And more is on its way. How many parts? Is this story even interesting (feel free to tell me that)?
Father Land (Part II)
After sleeping upon my arrival, I awake to start my first real day in Idaho. Or, as my father reminds me, my first in fourteen years.
“I ordered some bread from this local baker. He's got a pizza joint outside of town where we can pick it up. On the way, I was thinking we could stop at that campsite we stayed at when you were a kid.”
“Sure,” I say. “Sounds fun.”
“You remember this place?” he asks as we drive down the paved path.
The weather is cold and it's drizzling, so the grounds are nearly empty. Still, I dredge up a memory of riding bikes with my older step-brother. “I think so,” I say. “But it's all kind of vague.”
“Let's get out,” he suggests. “Go look at the lake.”
I do as he says. And I bypass the pile of deer shit he points out on the ground. When Laura spots the actual deer, she tells me to take a picture. My father and his wife look subtly amazed.
“We haven't seen any deer yet,” says Laura.
“Hmm,” is my response, because I'm a little perplexed. Deer are just as common in the town they left behind. So Laura's remark seems akin to pointing out a domesticated animal. But perhaps my thought is too harsh. I enjoy walking around and looking at stuff just as much as she does. Our preferred “stuff” is just different. Though, I can't think what mine may be.
We order several slices at the local baker's pizza shop. My father pokes at the cheese while pressing on his wife's elevated arm. The act is something he calls “muscle testing.” It's a tool in my father's arsenal of defense against the world. From what I understand, it's a quick way to check the body's response to a material placed within it's electro-magnetic field. Weak muscle tone implies a stress on the body's nervous system. More specific testing can pinpoint a response from any organ, joint, or point on the physical apparatus.
My father and Laura test just about everything. They're immune to people's stares.
“Looks like it's good to eat,” says my father. “Oh, but let's check the water.” He winces as Laura pushes his arm down.
I take a sip from my glass.
“You're gonna drink up all that chlorine?” he scowls at me.
“Tastes fine to me.”
Still, he runs to the car to fetch some BPA-free water bottles. I drink my share.
Back at the house, I suggest we take a bike ride. I've done nothing physical since I got here, and I'm beginning to lose my edge.
“Sure,” says my father. “We'll do a loop around the neighborhood.”

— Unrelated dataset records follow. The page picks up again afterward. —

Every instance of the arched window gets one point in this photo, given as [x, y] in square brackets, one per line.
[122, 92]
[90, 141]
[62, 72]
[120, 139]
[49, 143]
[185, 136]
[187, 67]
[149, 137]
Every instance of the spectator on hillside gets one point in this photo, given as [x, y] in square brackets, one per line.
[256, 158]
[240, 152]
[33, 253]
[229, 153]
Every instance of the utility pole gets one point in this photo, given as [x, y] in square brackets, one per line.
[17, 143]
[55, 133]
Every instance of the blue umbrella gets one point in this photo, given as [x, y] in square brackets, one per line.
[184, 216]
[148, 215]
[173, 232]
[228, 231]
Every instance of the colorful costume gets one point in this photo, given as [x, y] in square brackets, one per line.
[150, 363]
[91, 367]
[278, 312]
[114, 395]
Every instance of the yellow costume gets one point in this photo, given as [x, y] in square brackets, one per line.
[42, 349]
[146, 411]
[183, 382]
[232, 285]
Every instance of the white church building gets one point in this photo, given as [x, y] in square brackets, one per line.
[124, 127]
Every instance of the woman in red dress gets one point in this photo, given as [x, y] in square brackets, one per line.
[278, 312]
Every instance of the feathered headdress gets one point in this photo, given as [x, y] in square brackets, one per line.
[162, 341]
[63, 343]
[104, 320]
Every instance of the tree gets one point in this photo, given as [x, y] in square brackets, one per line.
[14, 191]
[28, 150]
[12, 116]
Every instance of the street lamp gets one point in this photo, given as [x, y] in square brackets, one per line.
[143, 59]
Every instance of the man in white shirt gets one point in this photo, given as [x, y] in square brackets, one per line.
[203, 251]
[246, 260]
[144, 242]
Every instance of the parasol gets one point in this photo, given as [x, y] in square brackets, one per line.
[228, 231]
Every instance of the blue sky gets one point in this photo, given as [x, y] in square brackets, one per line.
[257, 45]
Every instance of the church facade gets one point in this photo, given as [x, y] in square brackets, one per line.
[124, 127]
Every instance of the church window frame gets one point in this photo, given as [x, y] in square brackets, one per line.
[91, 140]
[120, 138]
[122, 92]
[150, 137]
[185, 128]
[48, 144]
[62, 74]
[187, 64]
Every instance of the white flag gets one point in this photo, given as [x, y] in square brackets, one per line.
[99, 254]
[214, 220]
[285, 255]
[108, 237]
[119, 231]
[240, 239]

At the bottom of a hill, my father stops to question a neighbor. “I met this guy the other day,” he tells me. “I need to ask him about his snow blower. Let me tell you, they have some nasty winters here.”
He knocks on the front door of a quaint little home, and a women answers. “Hello,” she says with a hint of familiarity.

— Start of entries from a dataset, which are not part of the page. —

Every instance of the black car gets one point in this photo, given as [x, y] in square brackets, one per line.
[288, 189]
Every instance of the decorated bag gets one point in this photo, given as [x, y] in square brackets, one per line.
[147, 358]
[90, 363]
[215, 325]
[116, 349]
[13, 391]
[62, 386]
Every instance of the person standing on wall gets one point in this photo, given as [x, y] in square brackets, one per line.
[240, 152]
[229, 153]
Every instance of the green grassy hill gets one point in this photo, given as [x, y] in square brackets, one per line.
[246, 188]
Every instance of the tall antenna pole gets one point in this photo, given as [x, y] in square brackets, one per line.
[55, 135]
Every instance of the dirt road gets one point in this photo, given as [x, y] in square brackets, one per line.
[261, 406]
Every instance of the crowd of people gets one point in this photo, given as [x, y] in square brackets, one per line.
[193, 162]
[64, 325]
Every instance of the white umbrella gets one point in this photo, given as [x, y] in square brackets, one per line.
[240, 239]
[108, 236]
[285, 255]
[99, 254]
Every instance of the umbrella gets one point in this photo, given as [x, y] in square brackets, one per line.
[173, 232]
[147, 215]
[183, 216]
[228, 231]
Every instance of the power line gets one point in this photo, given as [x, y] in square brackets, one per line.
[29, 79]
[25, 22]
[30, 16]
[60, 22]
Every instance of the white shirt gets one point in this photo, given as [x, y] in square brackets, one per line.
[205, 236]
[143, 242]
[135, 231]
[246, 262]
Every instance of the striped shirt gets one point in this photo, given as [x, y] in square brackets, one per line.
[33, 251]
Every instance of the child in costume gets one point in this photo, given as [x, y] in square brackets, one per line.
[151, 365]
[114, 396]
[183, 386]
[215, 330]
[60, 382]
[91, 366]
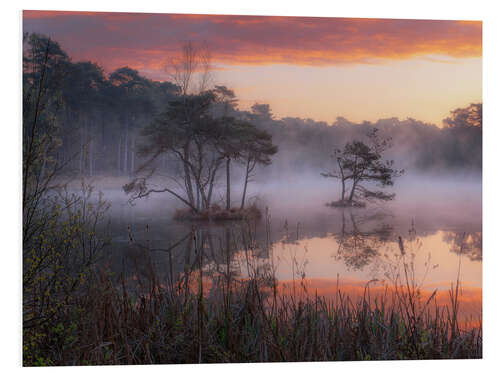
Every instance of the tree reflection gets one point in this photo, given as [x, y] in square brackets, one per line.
[361, 237]
[468, 244]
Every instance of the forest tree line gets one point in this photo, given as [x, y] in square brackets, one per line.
[100, 118]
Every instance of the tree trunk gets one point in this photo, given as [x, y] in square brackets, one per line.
[246, 184]
[228, 183]
[82, 148]
[351, 195]
[119, 158]
[132, 157]
[187, 176]
[125, 153]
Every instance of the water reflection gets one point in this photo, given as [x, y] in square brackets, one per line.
[468, 244]
[361, 237]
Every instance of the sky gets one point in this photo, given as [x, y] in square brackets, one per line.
[308, 67]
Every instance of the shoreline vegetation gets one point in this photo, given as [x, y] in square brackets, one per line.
[207, 314]
[79, 308]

“Is Gary here?” asks my father.
“No, but he'll be back soon.”
“Oh. Well, let me introduce you to my son.”
I exchange pleasantries with the woman. Afterwards, she shows us the view from her porch.
“It's different,” says my father.
“Yes,” she agrees. “Different from yours.”
“But look at that.” My father smacks his lips as if he's just tasted a good meal. Then he turns towards a small, wooden table. “You have the wine set out and everything, huh?”
The woman laughs. “That's just decorative. Though, I guess you could still drink it. Can I invite you inside?”
“You want to go inside?”
“We just had new floors put in,” says the woman as we trek across the varnished wood.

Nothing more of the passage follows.